The broader impacts of the project are twofold. First, this research is an important step towards realizing a scalable quantum processor that exceeds the capabilities of conventional classical computers. The availability of such a device has the potential for transforming the state of the art in areas which include numerical mathematics, information security, and simulation of quantum systems related to the development of new, technologically valuable materials. In addition the achievement of negative refractive index at short wavelengths could have a large impact for imaging and cloaking technologies that are important in many fields including engineering, and biological imaging. Second, the research program will contribute to the training of students for careers in science and engineering. Training will occur via direct participation in the University based research program. We will also inform the local community about the importance of atomic physics to information technology, and new developments in the area of photonics. Outreach to the public will be facilitated by public visiting days at the UW Madison Physics department, laboratory tours, and participation in local media programs.

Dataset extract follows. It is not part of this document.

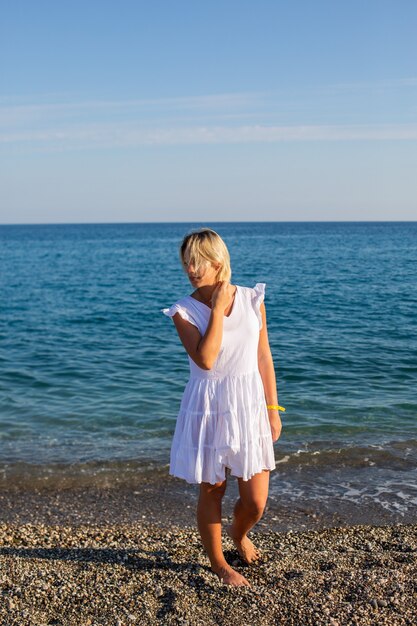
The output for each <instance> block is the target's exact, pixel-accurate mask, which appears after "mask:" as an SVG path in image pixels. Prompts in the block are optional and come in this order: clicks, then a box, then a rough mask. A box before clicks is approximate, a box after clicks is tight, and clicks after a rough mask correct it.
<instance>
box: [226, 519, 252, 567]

In this project we have used laser beams and magnetic fields to cool and trap Holmium atoms. Laser cooling of atoms was first demonstrated in the 1980s and more than 20 different elements have been laser cooled. This is the first time Holmium atoms have been laser cooled. Holmium is of interest because it has the most complicated state structure (128 states) of any stable atom. We are working to use these 128 states to build a quantum computer which may revolutionize our ability to perform difficult calculations. In order to perform laser cooling of Holmium we had to first develop a new experimental apparatus. This included a source of Holmium atoms, laser systems with the correct wavelength to cool Holmium, a vacuum system, and a sensitive camera and computer control to observe the measure the cooled atoms. The laser system involved developing a tunable source. We showed that commercial laser diodes, such as those used in blu-ray disk players could be adapted for these experiments. As part of the project graduate and undergraduate students have been trained in modern techniques in atomic physics and quantum information science. This training is preparing them for high technology careers in academia, government and research and development.